Township in Minnesota, United States

Kasota Township is a township in Le Sueur County, Minnesota, United States. The population was 1,487 at the 2000 census.

Kasota Township was organized in 1858.

==Geography==
According to the United States Census Bureau, the township has an area of 39.2 sqmi, of which 37.6 sqmi is land and 1.7 sqmi (4.23%) is water.

==Demographics==
As of the census of 2000, the township had 1,487 people, 563 households, and 449 families. The population density was 39.6 PD/sqmi. There were 642 housing units at an average density of 17.1/sq mi (6.6/km^{2}). The township's racial makeup was 99.26% White, 0.20% Asian, 0.07% from other races, and 0.47% from two or more races. Hispanic or Latino of any race were 1.01% of the population.

There were 563 households, of which 32.1% had children under the age of 18 living with them, 72.8% were married couples living together, 3.7% had a female householder with no husband present, and 20.2% were non-families. 16.9% of all households were made up of individuals, and 5.2% had someone living alone who was 65 years of age or older.

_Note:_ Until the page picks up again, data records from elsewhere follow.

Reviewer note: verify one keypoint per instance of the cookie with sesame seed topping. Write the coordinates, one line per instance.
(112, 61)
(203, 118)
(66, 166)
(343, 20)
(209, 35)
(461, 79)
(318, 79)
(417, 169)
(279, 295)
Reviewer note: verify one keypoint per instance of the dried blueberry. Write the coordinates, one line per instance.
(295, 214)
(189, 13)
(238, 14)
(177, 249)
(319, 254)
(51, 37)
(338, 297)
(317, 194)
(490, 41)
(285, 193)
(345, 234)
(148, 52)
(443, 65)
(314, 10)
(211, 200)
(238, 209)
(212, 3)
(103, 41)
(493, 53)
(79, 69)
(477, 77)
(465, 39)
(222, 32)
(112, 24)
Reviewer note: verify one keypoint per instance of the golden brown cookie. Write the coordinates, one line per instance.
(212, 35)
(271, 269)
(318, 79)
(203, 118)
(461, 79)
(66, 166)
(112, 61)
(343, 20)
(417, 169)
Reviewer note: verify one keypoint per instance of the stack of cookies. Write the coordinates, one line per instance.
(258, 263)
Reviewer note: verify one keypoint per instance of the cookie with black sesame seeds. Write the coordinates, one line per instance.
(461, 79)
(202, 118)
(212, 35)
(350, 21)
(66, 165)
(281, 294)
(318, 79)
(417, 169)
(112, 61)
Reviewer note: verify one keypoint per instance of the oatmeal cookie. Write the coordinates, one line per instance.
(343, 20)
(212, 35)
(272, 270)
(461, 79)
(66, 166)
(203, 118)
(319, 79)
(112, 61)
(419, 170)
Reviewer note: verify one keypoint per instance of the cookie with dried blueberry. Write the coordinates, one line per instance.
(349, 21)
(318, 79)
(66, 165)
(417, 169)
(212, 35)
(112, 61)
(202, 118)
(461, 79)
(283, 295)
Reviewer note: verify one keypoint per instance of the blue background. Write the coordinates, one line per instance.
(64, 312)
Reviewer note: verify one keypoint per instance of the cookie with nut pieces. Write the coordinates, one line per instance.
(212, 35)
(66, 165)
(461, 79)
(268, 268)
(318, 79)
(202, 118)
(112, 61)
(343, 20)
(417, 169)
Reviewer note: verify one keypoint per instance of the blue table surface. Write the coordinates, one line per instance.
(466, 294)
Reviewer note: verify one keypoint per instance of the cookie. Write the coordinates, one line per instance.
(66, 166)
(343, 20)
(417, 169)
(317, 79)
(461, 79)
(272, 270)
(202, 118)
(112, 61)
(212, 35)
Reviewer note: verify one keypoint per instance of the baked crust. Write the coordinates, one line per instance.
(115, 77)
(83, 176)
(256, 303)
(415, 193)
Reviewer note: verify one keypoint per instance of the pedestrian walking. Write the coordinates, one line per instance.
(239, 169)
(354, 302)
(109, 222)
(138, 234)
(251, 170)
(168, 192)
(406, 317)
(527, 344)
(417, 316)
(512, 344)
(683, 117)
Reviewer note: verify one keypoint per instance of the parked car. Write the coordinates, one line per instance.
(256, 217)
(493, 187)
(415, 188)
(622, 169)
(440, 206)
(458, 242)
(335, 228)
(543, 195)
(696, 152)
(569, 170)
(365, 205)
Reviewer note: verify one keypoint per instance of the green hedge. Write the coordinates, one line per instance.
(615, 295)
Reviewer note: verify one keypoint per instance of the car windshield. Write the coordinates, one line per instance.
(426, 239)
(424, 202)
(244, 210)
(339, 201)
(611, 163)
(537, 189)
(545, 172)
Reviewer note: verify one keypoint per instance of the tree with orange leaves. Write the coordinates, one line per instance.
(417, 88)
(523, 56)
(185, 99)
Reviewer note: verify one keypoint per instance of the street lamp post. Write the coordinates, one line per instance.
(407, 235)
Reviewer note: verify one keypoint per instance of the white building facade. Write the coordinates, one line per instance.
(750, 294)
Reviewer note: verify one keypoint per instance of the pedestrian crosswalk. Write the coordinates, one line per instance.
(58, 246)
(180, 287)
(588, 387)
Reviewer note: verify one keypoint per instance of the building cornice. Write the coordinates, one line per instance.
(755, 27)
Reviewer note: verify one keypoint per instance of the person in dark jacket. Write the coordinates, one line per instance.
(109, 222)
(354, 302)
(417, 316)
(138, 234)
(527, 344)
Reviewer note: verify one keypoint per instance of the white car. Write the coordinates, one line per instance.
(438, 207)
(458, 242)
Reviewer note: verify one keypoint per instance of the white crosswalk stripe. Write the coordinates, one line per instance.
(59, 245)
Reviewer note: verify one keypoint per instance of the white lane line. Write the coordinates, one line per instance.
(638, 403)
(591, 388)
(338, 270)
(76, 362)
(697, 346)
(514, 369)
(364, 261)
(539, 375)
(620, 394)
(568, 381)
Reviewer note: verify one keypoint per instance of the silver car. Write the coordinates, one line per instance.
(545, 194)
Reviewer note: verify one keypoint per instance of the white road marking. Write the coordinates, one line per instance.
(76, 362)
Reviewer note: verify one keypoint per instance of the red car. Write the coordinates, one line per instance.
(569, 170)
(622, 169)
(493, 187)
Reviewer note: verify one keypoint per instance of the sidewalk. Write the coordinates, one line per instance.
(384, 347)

The average household size was 2.64 and the average family size was 2.96.

24.3% of the township's population was under age 18, 7.2% was from age 18 to 24, 28.0% was from age 25 to 44, 30.3% was from age 45 to 64, and 10.2% was age 65 or older. The median age was 40 years. For every 100 females, there were 111.5 males. For every 100 females age 18 and over, there were 114.1 males.

The township's median household income was $57,650, and the median family income was $61,154. Males had a median income of $37,500 versus $23,952 for females. The township's per capita income was $25,575. About 3.6% of families and 5.4% of the population were below the poverty line, including 6.0% of those under age 18 and 4.6% of those age 65 or over.